Menurut Hooft, dalam kuliahnya nanti, Ia ingin memotivasi semua mahasiswa yang memiliki ketertarikan pada fisika dan penelitian. Yakni, untuk menjadi ilmuan, yang harus dimiliki semua orang adalah motivasi tinggi. "Jadi, tak ada alasan kita tinggal di negara berkembang lalu tak bisa menjadi peneliti kelas dunia," ujar Hooft kepada wartawan, Senin (31/11).
Hooft mengatakan, semua orang memiliki kesempatan yang sama untuk bisa sukses menjadi seorang peneliti. Namun, selain motivasi dari sendiri yang kuat, agar bisa menjadi ilmuan yang sukses memerlukan dukungan dari keluarga. "Peran keluarga, memang sangat besar, apalagi keluarga saya ada yang menjadi peneliti dan memperoleh nobel juga," katanya.

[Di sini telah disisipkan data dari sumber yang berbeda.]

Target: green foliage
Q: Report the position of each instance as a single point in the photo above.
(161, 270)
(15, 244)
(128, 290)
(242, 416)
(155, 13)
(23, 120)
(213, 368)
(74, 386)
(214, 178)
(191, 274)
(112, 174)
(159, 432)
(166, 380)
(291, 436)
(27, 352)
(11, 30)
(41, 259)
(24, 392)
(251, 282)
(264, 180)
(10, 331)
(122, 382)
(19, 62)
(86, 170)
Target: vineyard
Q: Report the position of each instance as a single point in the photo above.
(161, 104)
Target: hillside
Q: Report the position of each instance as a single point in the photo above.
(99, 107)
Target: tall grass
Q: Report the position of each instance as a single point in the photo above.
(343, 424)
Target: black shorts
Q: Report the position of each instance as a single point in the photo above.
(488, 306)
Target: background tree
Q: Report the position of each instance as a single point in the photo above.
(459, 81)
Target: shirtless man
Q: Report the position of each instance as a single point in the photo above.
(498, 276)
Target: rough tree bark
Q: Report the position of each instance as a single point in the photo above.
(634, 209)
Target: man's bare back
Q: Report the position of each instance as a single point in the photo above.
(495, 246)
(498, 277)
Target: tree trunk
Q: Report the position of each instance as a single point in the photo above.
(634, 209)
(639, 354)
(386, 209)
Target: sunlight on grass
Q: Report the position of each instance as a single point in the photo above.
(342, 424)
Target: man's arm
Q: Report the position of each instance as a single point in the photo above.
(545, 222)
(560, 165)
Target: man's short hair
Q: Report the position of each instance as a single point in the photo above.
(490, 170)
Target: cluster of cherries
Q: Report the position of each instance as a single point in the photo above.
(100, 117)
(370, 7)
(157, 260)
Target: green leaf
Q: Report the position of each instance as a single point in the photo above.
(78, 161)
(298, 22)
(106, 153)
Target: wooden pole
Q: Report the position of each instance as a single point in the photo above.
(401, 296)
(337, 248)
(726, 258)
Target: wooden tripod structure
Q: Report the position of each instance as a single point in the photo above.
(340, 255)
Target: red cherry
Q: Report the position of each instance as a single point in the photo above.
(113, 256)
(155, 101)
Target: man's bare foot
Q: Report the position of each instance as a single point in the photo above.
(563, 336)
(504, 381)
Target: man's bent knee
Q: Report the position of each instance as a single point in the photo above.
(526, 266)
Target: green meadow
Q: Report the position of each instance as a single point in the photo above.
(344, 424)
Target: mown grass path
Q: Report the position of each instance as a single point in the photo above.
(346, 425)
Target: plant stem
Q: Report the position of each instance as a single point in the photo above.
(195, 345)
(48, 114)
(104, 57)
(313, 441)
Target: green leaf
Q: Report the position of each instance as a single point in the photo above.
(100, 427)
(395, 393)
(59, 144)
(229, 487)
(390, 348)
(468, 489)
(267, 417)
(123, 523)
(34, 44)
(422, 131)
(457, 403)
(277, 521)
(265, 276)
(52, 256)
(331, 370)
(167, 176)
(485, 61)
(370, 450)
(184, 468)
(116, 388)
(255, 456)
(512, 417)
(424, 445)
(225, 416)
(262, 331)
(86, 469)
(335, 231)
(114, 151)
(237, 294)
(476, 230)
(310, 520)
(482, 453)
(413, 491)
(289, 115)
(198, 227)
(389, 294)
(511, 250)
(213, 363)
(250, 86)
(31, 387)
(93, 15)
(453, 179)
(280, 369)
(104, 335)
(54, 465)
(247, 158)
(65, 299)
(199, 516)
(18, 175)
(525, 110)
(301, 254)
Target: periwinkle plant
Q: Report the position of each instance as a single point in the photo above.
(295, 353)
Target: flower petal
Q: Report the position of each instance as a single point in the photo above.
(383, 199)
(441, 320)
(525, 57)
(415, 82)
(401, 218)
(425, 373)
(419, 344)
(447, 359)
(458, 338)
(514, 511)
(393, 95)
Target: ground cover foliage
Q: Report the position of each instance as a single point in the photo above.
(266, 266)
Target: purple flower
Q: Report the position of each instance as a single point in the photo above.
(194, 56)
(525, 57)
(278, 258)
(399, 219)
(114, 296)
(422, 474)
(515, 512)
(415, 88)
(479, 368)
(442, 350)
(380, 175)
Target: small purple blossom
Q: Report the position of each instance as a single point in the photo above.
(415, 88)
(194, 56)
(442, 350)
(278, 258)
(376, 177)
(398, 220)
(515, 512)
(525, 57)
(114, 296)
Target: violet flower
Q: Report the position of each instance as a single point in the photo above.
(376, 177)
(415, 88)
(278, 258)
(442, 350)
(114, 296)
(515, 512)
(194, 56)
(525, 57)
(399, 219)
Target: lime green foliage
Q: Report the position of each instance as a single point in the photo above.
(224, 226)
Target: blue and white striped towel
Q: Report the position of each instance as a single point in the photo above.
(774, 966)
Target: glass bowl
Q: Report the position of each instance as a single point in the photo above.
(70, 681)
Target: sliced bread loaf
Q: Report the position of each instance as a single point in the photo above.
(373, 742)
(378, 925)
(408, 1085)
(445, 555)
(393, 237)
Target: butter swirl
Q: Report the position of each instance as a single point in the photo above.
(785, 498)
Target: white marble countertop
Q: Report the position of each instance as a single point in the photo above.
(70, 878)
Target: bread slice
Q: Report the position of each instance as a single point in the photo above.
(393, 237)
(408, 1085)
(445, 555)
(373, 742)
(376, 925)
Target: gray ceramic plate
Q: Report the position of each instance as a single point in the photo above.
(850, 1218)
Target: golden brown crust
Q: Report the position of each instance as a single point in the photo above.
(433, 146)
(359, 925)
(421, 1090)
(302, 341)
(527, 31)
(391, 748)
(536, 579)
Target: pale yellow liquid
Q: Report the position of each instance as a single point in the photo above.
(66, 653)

Menurut Hooft, adik kakeknya dan pamannya menjadi ilmuan juga. Bahkan, sama seperti dirinya, keduanya pernah memperoleh nobel di bidangnya masing-masing. Jadi, memang dibutuhkan contoh, dalam keluarga yang bisa menginspirasi. "Untuk menjadi peneliti sukses, kita harus mau belajar banyak tentang dasar penelitian sebalum punya teori sendiri," katanya.
Hooft menyarankan, pada semua calon ilmuan jika ingin sukses harus fokus pada progres penelitiannya dari pada mengejar nobel. "Jadi nobel, jangan jadi target tapi terus belajar untuk menambah pengetahuan kita," katanya.
Untuk membantu peneliti yang tertarik pada fisika, kata Hooft, Ia menggratiskan buku hasil penemuannya pada semua orang yang ingin mendownload. Ia ingin, pengetahuan bisa diakses gratis oleh semua orang. "Saya harap buku saya bisa bermanfaat untuk semua peneliti," katanya.
Upaya lain yang dilakukannya untuk membantu peneliti, kata dia, adalah dengan membuka komunikasi. Peneliti manapun, bisa mengakses personal website-nya. "Saya menyediakan satu web, jadi yang tak bisa belajar formal bisa belajar fisika teori di web site saya," katanya.
Sementara peneliti Theoritical High Energy Physics dari Fakultas Matematika dan IPA (MIPA) ITB, Freddy P Zen, Gerrad T Hooft akan dalam kuliahnya akan bercerita tentang bagaimana Ia mendapatkan nobel. Jadi, memberikan motivasi pada semua masyarakat Indonesia bagaimana pengalaman dan kerja kerasnya mendapatkan nobel tersebut.
"Gerard ini, top ranking fisikawan dunia. Bahkan, banyak gelarnya," katanya.
Menurut Freddy, Gerard adalah seorang profesor fisika teoritik di Utrecht University Belanda. Ia, pernah mendapat hadiah nobel fisika pada 1999 dengan pembimbingnya Martinus J G Veltman. Penelitiannya, terkonsetrasi pada teori gauge, lubah hitam (black hole), gravitasi kuantuk dan aspek-aspek dasar mekanika kuantum.
"Kontribusinya untuk keilmuan fisika teoritik adalah dengan memberikan bukti bahwa teori gauge dapat direnormalisasi, regularisasi dimensional dan prinsip holografik," katanya.
Kunjungannya ke ITB, kata dia, dalam rangka memberikan pencerdasan pada masyarakat umum. Sekaligus, memberikan inspirasi pada pelajar di Indonesia untuk memajukan sains dan teknologi. Kuliah pertama, bertajuk 'Challenges in Physics and education' pada 1 November 2016 di Gedung CRCS ITB. Dalam sesi ini, akan ada telekonferensi dengan beberapa universitas di Indonesia.
Kemudian, kata dia, pada 2 November 2016 Gerard akan berkuliah dengan tema Standard Model and Beyond. Kuliah ketiga, pada 4 November di Sasana Budaya Ganesha dengan kuliah umum berjudul "Grand Public Lecturer".